Paepcke Building to reopen in grand style on Sunday
Aspen, CO Colorado
ASPEN – The Aspen Institute will show off the $11.4 million renovation of the Paepcke Building and celebrate its illustrious history with a free public gathering Sunday.
The event features building tours from 10 a.m. to 4:45 p.m. A number of celebrations will be held throughout the day, starting with a 10 a.m. presentation by Steven Wickes titled, “Why Goethe? Why 1949? Why Aspen? – Walter Paepcke and the Birth of the Aspen Institute.” Wickes is director of the Institute’s Society of Fellows and an unofficial historian of the nonprofit.
Also at 10 a.m., the Aspen Historical Society History Players will present “A Briefly Complete History of Aspen.”
At 11:30 a.m., Gwen Chanzit of the Denver Art Museum will give a lecture called, “The Genius and Relevance of Herbert Bayer.”
Aspen Shortsfest will screen several films between 1 and 2:30 p.m. They are the comedies “Diplomacy,” “Whatever Turns You On” and “Glenn Owen Dodds”; animations “Western Spaghetti” and “Pigeon: Impossible”; dramas “The Six Dollar Fifty Man” and “Little Miss Eyeflap”; and the documentary “Nico’s Challenge.” The shorts are between 2 and 16 minutes.
The concluding events at 3:15 p.m. will be a live performance by Anna Deavere Smith honoring the Paepcke family and a presentation by Aspen Institute President and CEO Walter Isaacson titled, “The Role of the Aspen Institute in the World Today.”

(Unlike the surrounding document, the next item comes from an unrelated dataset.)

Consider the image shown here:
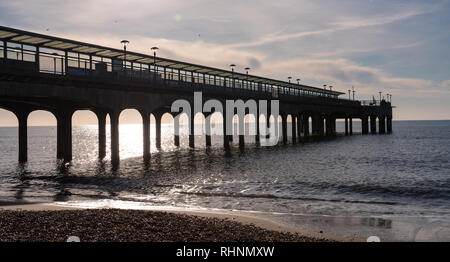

Despite the jammed lineup, the Walter Paepcke Memorial Building itself will be the focal point of the day. It was built in the early 1960s and dedicated in 1963. After 47 years it has undergone an interior renovation intended to take it into the 21st century.
The Institute staff says the building has always been special; now it’s smart, too. It will use 55 percent less energy than before. Efficiency improvements include a new roof, new insulation and double-pane windows. Water from a pond will be used with a ground-source heat pump in a geothermal system to reduce required electricity for heating and cooling.
Carbon dioxide sensors will gauge the number of people in a room and adjust the ventilation as necessary.
The auditorium was expanded by 60 seats to boost the capacity to 410. It was also brightened and retractable glass doors will allow in more fresh air and light.
State-of-the-art lighting, sound system and cinematic electronics were installed, and 57-inch monitors were installed in the lobby and outdoor courtyards to allow overflow crowds to catch the action.
The exterior of the community treasure was essentially untouched, maintaining the integrity of Bayer’s architecture and design.
All of Sunday’s events are free and open to the public.